After the Windows Memory Diagnostic tool has rebooted the system and completed its checks, look in the Windows System Event log for relevant logged events (with Source “MemoryDiagnostics-Results”), to determine if the tool has found any RAM memory errors or not.
- Run the free PC Doctor Toolbox tool to scan your Windows computer for any operating system or application issues. The PC Doctor Toolbox tool can be downloaded at: https://www.pc-doctor.com/solutions/toolbox. Another free health check tool which performs an overall health check of your Windows computer is ESET SysInspector and can downloaded at: https://www.eset.com/int/support/sysinspector/. This, among other checks, carries out a health check of the Windows registry.
- Use Windows Performance Monitor and Windows Reliability Monitor to detect any performance or operating system stability issues.
- Make use of free tools such as HWInfo and OpenHardwareMonitor to retrieve a detailed view of your computer’s hardware components.
- Run a full antivirus/antimalware check by using the Microsoft free Malicious Software Removal tool which is available at https://www.microsoft.com/en-us/download/details.aspx?id=9905. You can supplement this with the free MalwareBytes engine.
- Make use of your hardware vendor’s maintenance tools to proactively or reactively rectify hardware issues.

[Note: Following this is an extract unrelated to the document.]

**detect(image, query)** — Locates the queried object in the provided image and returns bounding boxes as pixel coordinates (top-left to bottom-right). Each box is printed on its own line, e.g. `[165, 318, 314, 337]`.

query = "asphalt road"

- In the case of Dell machines, review the following free tools offered by Dell: https://www.dell.com/support/kbdoc/el-gr/000179493/dell-diagnostic-tools-to-diagnose-and-fix-hardware-problems-on-your-dell-pc-tablet-or-servers.
- For HP machines: https://support.hp.com/us-en/help/hp-pc-hardware-diagnostics.
- For Lenovo machines: https://support.lenovo.com/gr/en/solutions/ht506581-lenovo-diagnostic-solutions-downloads and https://support.lenovo.com/us/en/downloads/ds102688-lenovo-diagnostics-for-windows-10-64-bit-81-64-bit-8-64-bit-7-64-bit-2003-advanced-server-64-bit-and-2008-advanced-server-64-bit-desktops-notebooks-workstations.
- Ensure that you have applied the latest Windows Updates and application updates via a tool such as PatchMyPC.
For additional diagnostic tools and utilities, it is recommended to boot from a USB stick or DVD drive by using a free bootable ISO, such as the following examples:
- Windows PE boot disk, which requires access to the Windows ADK with the PE add-on.